Teaching resources in the UK are already stretched as tight as a drum. Many teachers claim to be stressed by an educational system introduced 11 years ago that has failed to achieve its intended objectives. Teachers, understandably, are reluctant to take on more work, revealed by a staggering number who opt out from seeking promotion to head teacher. The pinnacle of their career is in a job that nobody wants. The classroom is a combination of frustration, emergent social trends, sound pedagogy and a range of ability spread across an average class of 30. Targets hover over the process as a sword of Damocles inducing a resultant “teach to test” phenomena. This horrifies the purists who believe education should be an enjoyable all round experience. Lessons should be fun and supported by educational games to stimulate the learning process to last a lifetime that now appear to has become battle scarred.
The future of a teachers’ career and indeed an entire school lies squarely in the sights of Ofsted. Maintain performance against the target and you survive to fight another day. This quantitative approach does not always include quality. Self preservation rallies the defences and diminishes the adventurous who could challenge the system. Despite an abundance of educational games developed to bring fun into the classroom, the resources for teaching are limited, relying on the residue of an operating budget focussed on the prime objective to pass exams or tests.
We have streamlined a child’s education such that it is now a veneer; a glossy covering with no depth over a rough substrate of indifferent quality. A child’s learning journey is manipulated to hit a target. Just as pate de-fois-gras excels as a foodstuff, the maltreated geese have little additional scope, reared as a freak of nature their destiny is a travesty.

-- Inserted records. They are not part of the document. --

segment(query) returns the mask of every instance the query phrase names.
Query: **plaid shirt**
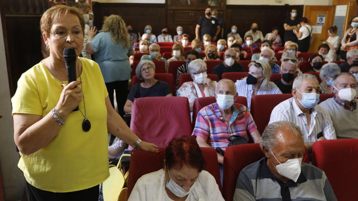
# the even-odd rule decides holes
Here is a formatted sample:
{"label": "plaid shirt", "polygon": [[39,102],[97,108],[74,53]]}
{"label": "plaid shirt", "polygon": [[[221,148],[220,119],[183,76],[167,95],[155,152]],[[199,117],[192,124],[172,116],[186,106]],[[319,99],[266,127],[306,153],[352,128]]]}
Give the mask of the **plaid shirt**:
{"label": "plaid shirt", "polygon": [[344,103],[342,103],[337,100],[335,97],[333,97],[333,99],[336,102],[336,103],[337,103],[340,106],[340,107],[347,110],[353,112],[355,110],[355,109],[357,108],[357,103],[355,102],[355,100],[354,99],[352,100],[352,102],[350,103],[350,106],[349,107],[345,104]]}
{"label": "plaid shirt", "polygon": [[[247,106],[249,109],[251,106],[251,98],[252,97],[252,85],[247,84],[246,83],[246,79],[238,80],[235,83],[237,90],[238,95],[246,97],[247,99]],[[268,94],[281,94],[282,92],[279,87],[272,82],[268,82],[266,90],[263,90],[260,89],[257,92],[257,95],[265,95]]]}
{"label": "plaid shirt", "polygon": [[240,105],[238,108],[231,106],[232,116],[229,123],[224,119],[216,103],[204,107],[199,112],[192,135],[207,139],[212,147],[219,147],[225,150],[229,144],[227,139],[237,135],[248,140],[247,132],[252,133],[257,130],[247,108]]}

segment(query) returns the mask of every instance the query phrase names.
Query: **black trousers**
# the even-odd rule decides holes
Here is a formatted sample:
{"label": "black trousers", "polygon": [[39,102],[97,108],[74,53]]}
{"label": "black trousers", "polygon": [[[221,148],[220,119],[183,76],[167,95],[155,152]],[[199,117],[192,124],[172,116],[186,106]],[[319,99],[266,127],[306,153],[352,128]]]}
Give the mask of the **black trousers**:
{"label": "black trousers", "polygon": [[118,113],[122,118],[124,116],[123,108],[127,100],[127,97],[128,95],[128,80],[116,81],[106,83],[106,87],[108,91],[108,96],[112,106],[114,108],[114,98],[113,93],[116,90],[116,99],[117,105],[118,107]]}
{"label": "black trousers", "polygon": [[29,201],[98,201],[100,185],[72,192],[54,193],[39,189],[26,182],[26,195]]}

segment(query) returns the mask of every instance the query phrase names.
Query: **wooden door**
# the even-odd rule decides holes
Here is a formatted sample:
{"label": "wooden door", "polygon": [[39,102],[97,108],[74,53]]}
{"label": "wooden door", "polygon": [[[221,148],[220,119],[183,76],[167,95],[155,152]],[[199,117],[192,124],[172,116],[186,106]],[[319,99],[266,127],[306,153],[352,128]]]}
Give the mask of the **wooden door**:
{"label": "wooden door", "polygon": [[333,25],[334,20],[335,6],[305,6],[303,16],[308,19],[308,23],[312,26],[317,25],[319,15],[325,15],[324,25],[318,25],[321,27],[320,34],[313,34],[313,40],[310,45],[309,52],[317,52],[318,47],[322,44],[321,40],[326,40],[328,38],[327,31],[328,28]]}

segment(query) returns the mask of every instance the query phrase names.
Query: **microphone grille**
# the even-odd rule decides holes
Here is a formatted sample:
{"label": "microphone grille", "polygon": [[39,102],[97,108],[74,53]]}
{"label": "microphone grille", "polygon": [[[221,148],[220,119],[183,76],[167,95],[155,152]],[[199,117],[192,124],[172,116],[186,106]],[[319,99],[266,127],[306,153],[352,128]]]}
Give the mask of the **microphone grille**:
{"label": "microphone grille", "polygon": [[63,49],[63,60],[65,62],[74,62],[77,57],[74,48],[69,47]]}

The news that the DCSF is to scrap best SAT’s is welcome providing that they think it through. Curtailing the teach to test syndrome is positive, although the staggered assessment timed when a child is ready, is a potential logistical nightmare.

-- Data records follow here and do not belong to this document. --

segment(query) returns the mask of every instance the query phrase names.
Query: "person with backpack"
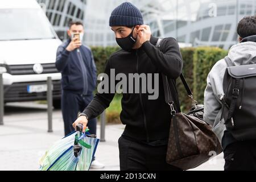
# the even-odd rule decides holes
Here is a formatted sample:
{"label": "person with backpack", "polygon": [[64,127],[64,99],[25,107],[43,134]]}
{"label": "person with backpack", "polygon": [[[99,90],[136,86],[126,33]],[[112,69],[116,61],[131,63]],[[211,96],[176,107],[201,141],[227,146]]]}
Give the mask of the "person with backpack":
{"label": "person with backpack", "polygon": [[224,170],[256,170],[256,16],[242,19],[237,34],[208,76],[204,119],[221,142]]}
{"label": "person with backpack", "polygon": [[[131,74],[139,74],[147,78],[148,84],[152,75],[159,78],[154,83],[149,83],[154,85],[159,82],[155,88],[158,89],[159,94],[154,99],[150,99],[149,96],[152,96],[150,92],[143,92],[147,88],[143,86],[146,84],[143,80],[141,80],[143,76],[135,79],[135,86],[132,85],[132,89],[129,86],[128,93],[123,92],[120,118],[126,126],[118,140],[120,169],[180,170],[166,160],[171,108],[165,102],[163,81],[158,76],[163,73],[173,81],[170,87],[174,107],[177,112],[180,111],[175,82],[181,73],[182,57],[174,38],[163,39],[160,50],[156,46],[159,39],[152,36],[150,27],[143,24],[141,12],[130,2],[124,2],[115,8],[109,20],[109,26],[122,49],[113,53],[107,61],[105,70],[106,77],[112,79],[122,76],[122,81],[126,83],[128,81],[126,78]],[[109,106],[115,92],[108,91],[116,88],[115,81],[104,78],[102,82],[106,83],[104,89],[106,92],[100,93],[98,89],[98,93],[74,122],[74,127],[82,123],[84,131],[88,120],[99,115]],[[122,89],[123,91],[125,88]]]}

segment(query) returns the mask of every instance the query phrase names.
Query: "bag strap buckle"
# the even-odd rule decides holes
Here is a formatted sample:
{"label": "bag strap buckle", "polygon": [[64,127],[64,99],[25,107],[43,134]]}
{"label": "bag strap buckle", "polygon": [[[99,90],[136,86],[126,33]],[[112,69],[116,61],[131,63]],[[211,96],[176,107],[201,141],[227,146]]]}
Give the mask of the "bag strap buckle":
{"label": "bag strap buckle", "polygon": [[173,102],[173,101],[168,104],[171,107],[171,114],[172,114],[172,115],[174,115],[176,114],[176,110],[175,110],[175,109],[174,109],[174,102]]}

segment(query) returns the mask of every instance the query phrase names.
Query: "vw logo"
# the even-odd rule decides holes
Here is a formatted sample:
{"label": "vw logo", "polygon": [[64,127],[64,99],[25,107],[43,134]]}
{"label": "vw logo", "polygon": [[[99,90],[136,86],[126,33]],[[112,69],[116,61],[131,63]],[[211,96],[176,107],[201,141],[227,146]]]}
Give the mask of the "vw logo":
{"label": "vw logo", "polygon": [[35,73],[41,74],[44,71],[44,68],[41,64],[35,64],[33,66],[33,70]]}

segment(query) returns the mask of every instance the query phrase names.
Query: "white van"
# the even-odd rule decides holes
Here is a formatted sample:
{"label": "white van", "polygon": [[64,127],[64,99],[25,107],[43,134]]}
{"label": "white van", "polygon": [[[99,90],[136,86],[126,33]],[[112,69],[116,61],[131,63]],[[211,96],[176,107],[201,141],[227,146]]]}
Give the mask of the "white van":
{"label": "white van", "polygon": [[53,106],[60,107],[61,74],[55,68],[61,44],[35,0],[0,1],[0,73],[5,102],[46,99],[53,80]]}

Compare 30 children wishing to pass their driving test. Each student will be at a different point in their progress, and only take the test when their instructor deems them to be ready. This staggered approach requires the test to be taken with an individual examiner. Moreover those that have passed need further stimulation to maintain momentum whilst waiting for the balance of the class to catch up.
Potentially the spread of ability will increase. Although this must be seen as a positive, with brighter children gaining further stimulus based on their learning ability, we run the risk of demoralising such children if they have to wait for others to catch up. The demands on a teacher from this emphasised spread of ability will be a nightmare.
Alarmed by the chaos caused by the marking fiasco earlier this year, Mr. Balls, the Schools Secretary, has announced he is considering abandoning SAT’s as part of an overhaul of the education system. The jury is still out and the exact nature of the implementation of the replacement scheme has yet to be revealed. We can only hope it will be thought through and developed jointly with head teachers. The worst outcome is another 10p tax or Home Information Packs debacle; reviled by the professionals in the market yet introduced to cause confusion derision and ridicule. But this time it could thwart the learning journey of children who now awake to find themselves competing in a global market.